I think this realignment is an idea dreamed up by an American (Simmons) who likes the example of Green Bay – a small town with a big professional franchise – and thinks it would be quaint to have NHL teams in places like Saskatoon and Winnipeg. Practically speaking, not only is it tough to decide which 12 of the 24 US franchises should be cut (once you get past the usual Sunbelt suspects, it gets much harder to decide), but it's hard to find six more Canadian cities that could support a $200 million+ hockey franchise, especially considering that Toronto won't let anyone into their southern Ontario fiefdom, which contains most of Canada's larger cities (my picks were Winnipeg, Saskatoon, Quebec City, Halifax, Hamilton and Victoria, hypothetically speaking).

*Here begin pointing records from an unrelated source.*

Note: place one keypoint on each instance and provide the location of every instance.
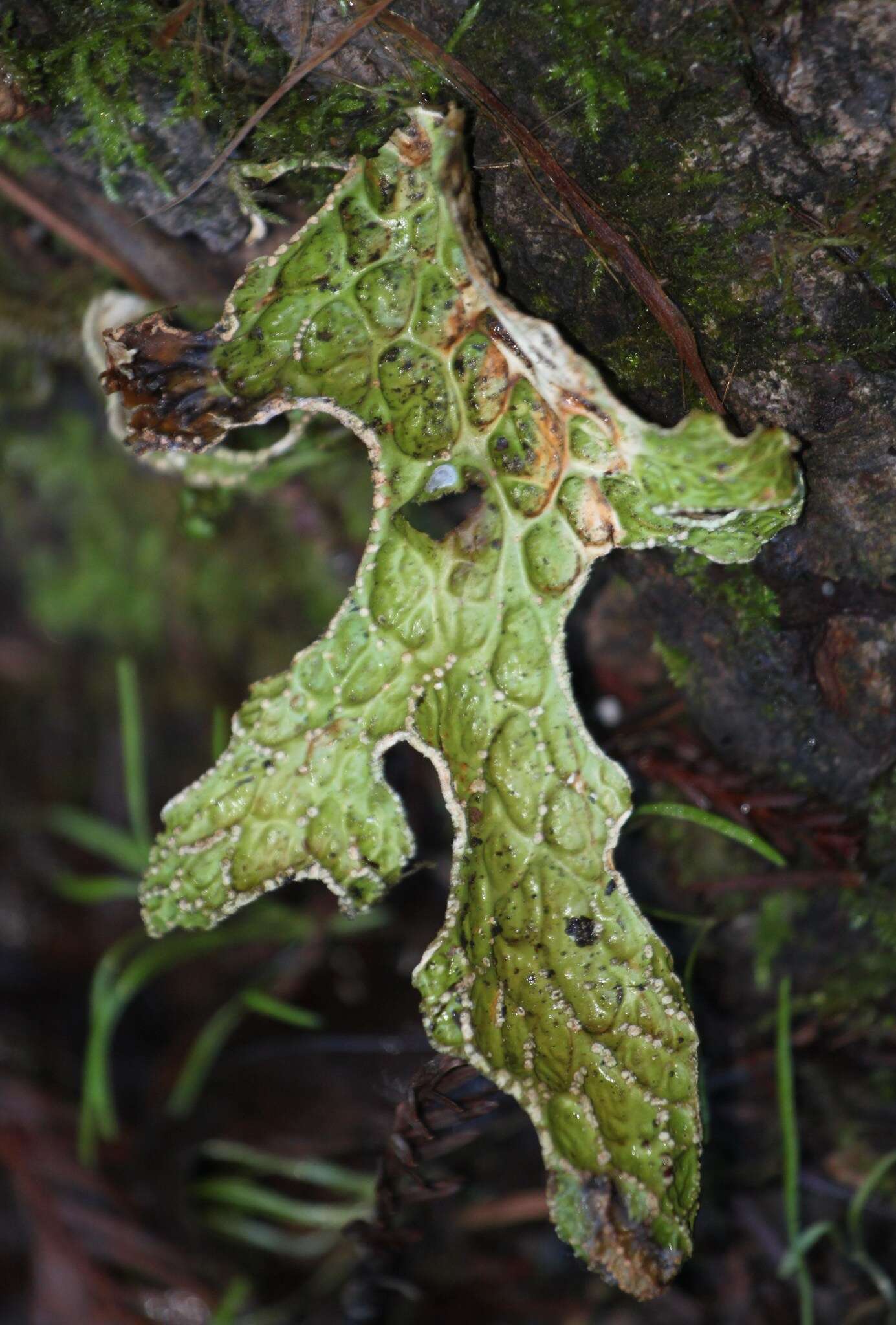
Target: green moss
(646, 127)
(676, 661)
(213, 67)
(748, 600)
(105, 547)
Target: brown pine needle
(610, 241)
(287, 85)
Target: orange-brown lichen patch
(165, 375)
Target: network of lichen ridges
(545, 974)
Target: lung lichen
(545, 976)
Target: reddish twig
(609, 240)
(287, 85)
(78, 239)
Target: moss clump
(100, 59)
(748, 600)
(648, 116)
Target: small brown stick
(613, 244)
(287, 85)
(78, 239)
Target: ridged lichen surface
(545, 976)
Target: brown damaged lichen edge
(545, 976)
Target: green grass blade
(320, 1173)
(116, 985)
(793, 1258)
(235, 1298)
(133, 754)
(201, 1060)
(791, 1148)
(221, 730)
(692, 815)
(91, 892)
(275, 1007)
(878, 1275)
(257, 1232)
(863, 1196)
(104, 839)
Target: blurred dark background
(171, 1148)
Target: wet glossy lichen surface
(545, 974)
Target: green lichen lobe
(545, 974)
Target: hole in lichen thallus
(435, 513)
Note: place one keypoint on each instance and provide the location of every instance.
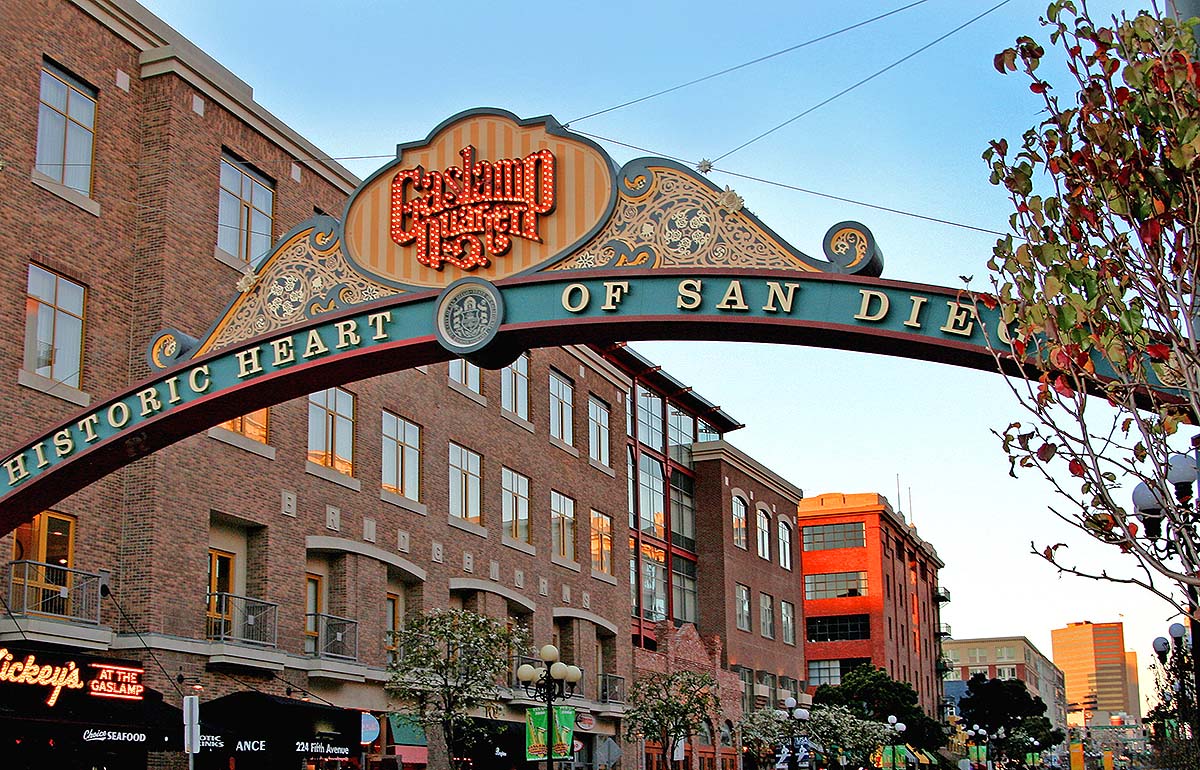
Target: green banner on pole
(537, 732)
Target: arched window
(785, 545)
(763, 534)
(739, 522)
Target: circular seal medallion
(469, 312)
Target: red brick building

Gladwell's other idea is that Canadians "secede" from the NHL and run their own league. Many Canadians have in effect done this. Instead of trekking to the league's six Canadian outposts, they watch junior hockey in their hometowns, where 17- to 20-year-olds ply their trade in the Western, Ontario and Quebec Major Junior Hockey Leagues, and in the various junior A and B circuits across the country. Canadians may be happy to spend their ticket dollars on their local youngsters, but they still tune in every Saturday night to watch Hockey Night in Canada. If the NHL is to remain the world's pre-eminent hockey league, it needs the revenues that large US markets and American TV networks and advertisers provide.

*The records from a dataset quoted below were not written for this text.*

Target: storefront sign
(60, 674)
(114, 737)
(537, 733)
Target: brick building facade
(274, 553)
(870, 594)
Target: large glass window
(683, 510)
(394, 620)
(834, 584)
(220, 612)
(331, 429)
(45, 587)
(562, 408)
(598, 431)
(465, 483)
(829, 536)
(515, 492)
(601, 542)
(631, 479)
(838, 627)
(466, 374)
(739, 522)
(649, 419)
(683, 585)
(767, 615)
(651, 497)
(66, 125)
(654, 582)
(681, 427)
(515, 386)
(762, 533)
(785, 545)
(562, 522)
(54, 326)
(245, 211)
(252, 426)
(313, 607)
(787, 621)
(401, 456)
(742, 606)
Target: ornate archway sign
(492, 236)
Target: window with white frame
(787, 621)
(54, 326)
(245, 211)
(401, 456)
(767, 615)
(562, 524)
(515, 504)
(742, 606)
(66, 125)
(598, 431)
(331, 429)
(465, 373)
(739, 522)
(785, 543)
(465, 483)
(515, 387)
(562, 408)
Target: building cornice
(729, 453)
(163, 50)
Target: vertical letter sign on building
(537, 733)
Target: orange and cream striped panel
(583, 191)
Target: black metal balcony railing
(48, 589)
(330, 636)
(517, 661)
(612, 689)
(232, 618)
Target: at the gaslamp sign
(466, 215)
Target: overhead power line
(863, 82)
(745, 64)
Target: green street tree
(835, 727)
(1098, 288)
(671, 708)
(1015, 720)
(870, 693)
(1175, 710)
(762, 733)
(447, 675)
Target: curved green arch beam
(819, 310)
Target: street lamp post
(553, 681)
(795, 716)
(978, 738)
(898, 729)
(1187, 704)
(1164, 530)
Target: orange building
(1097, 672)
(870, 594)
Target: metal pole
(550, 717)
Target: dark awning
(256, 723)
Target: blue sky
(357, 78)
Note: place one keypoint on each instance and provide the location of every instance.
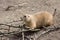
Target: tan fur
(38, 19)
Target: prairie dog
(39, 19)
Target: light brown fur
(39, 19)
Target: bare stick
(22, 35)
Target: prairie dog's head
(26, 17)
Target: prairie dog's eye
(25, 16)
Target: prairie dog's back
(44, 18)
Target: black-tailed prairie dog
(39, 19)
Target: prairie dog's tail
(54, 12)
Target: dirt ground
(20, 7)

Lastly, I would like to take aim at a larger point made by Gladwell and expounded upon by Tomer, and that is that melding sport and national pride is a good thing. Why do we need to inject nationalism into the NHL? It is a cosmopolitan league with players from around the world who are embraced by their adopted cities across North America. The Washington Capitals are captained by a Russian, the Ottawa Senators by a Swede. The Montreal Canadiens are without a captain, but their three alternates are two Americans and a Russian; Toronto is in a similar situation with a Czech, an American and a Canadian wearing the "A" on their sweaters. There are plenty of opportunities for players to wear their national colors, such as the annual IIHF World Championships (another non-event in North America), the WJC and the Olympics.

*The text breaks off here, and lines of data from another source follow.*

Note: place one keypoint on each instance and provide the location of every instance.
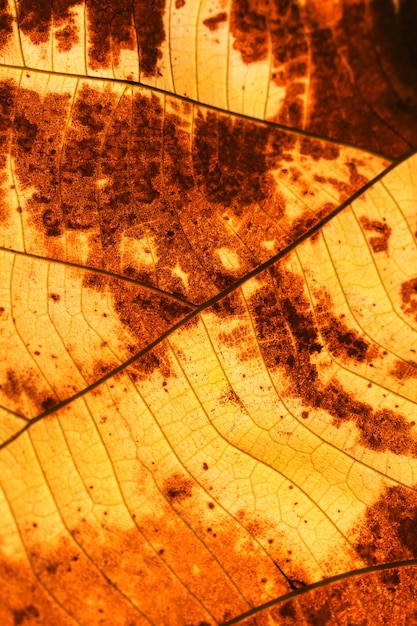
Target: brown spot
(36, 19)
(20, 387)
(212, 23)
(380, 243)
(350, 601)
(404, 370)
(249, 29)
(150, 362)
(38, 132)
(319, 149)
(409, 297)
(29, 613)
(6, 21)
(49, 403)
(289, 338)
(344, 343)
(23, 599)
(178, 488)
(232, 158)
(110, 30)
(231, 396)
(150, 33)
(388, 531)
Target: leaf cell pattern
(207, 313)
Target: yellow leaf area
(208, 347)
(344, 69)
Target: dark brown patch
(23, 599)
(212, 23)
(110, 30)
(388, 532)
(383, 118)
(6, 21)
(91, 112)
(150, 34)
(289, 338)
(149, 363)
(249, 29)
(352, 601)
(20, 387)
(231, 396)
(379, 243)
(404, 370)
(178, 488)
(38, 135)
(409, 297)
(8, 92)
(36, 20)
(341, 341)
(232, 158)
(319, 149)
(29, 613)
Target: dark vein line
(321, 583)
(97, 270)
(287, 129)
(205, 305)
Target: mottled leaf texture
(208, 313)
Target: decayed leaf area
(207, 321)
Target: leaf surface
(208, 322)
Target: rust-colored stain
(110, 30)
(341, 341)
(19, 387)
(309, 43)
(150, 205)
(289, 338)
(36, 20)
(150, 33)
(349, 601)
(6, 21)
(378, 243)
(409, 297)
(388, 532)
(404, 370)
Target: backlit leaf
(208, 396)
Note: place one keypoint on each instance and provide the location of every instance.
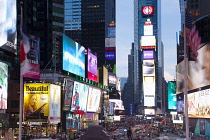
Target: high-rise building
(144, 10)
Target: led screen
(92, 66)
(148, 41)
(148, 68)
(68, 94)
(93, 99)
(79, 98)
(8, 22)
(3, 85)
(110, 55)
(55, 101)
(149, 91)
(36, 101)
(73, 57)
(198, 104)
(148, 54)
(172, 95)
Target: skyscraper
(144, 10)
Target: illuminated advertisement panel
(80, 96)
(147, 10)
(110, 55)
(93, 99)
(148, 67)
(148, 41)
(148, 54)
(111, 31)
(3, 85)
(149, 90)
(36, 102)
(55, 101)
(149, 111)
(198, 104)
(30, 56)
(68, 94)
(172, 95)
(110, 42)
(8, 22)
(73, 57)
(92, 66)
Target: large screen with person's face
(73, 57)
(92, 66)
(8, 22)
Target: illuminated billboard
(3, 85)
(110, 42)
(149, 90)
(30, 57)
(148, 67)
(148, 41)
(148, 54)
(93, 99)
(73, 57)
(8, 23)
(80, 96)
(147, 10)
(92, 66)
(68, 94)
(198, 104)
(172, 95)
(36, 101)
(55, 102)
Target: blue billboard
(73, 57)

Sport may on occasion be a peaceful proxy for actual confrontation between nations, but nationalism and sport often make for a dangerous combination that can boil over into real violence. Just watch the soccer hooligans at this summer's World Cup in South Africa. Hockey has been largely free of fan violence on this continent, but there were a pair of ugly nationalism- inspired incidents during the 2002-03 NHL season, when Montreal Canadiens fans booed "The Star-Spangled Banner" in response to the invasion of Iraq; Florida Panthers fans responded by booing "O Canada" at their own arena. We don't need to encourage that nonsense every year at the Stanley Cup final. The World Junior Championship has also experienced that nationalist boobirds, when Canadian fans in Vancouver in 2006 jeered the American squad while cheering on their traditional rival, Russia. Booing teenagers is always a classy move. I have made my opinions about the Olympics well known here and elsewhere – they just provide another tool for xenophobes and bigots to manipulate national sentiment, and international events are no less sullied by corporate advertising and fraud than the professional athletic circuits. But the vocal fans in Vancouver should add a little flavor to the usually tame Winter Olympics, especially during the hockey tournament.

I will admit to feeling a great deal of pride in my country when John Carlson netted the game winner in Saskatoon last night, but I would be far happier to see the Boston Bruins Slovak captain Zdeno Chara hoist the Stanley Cup. Let's keep nationalism out of the NHL, and let's keep people who don't know what they're talking about out of hockey.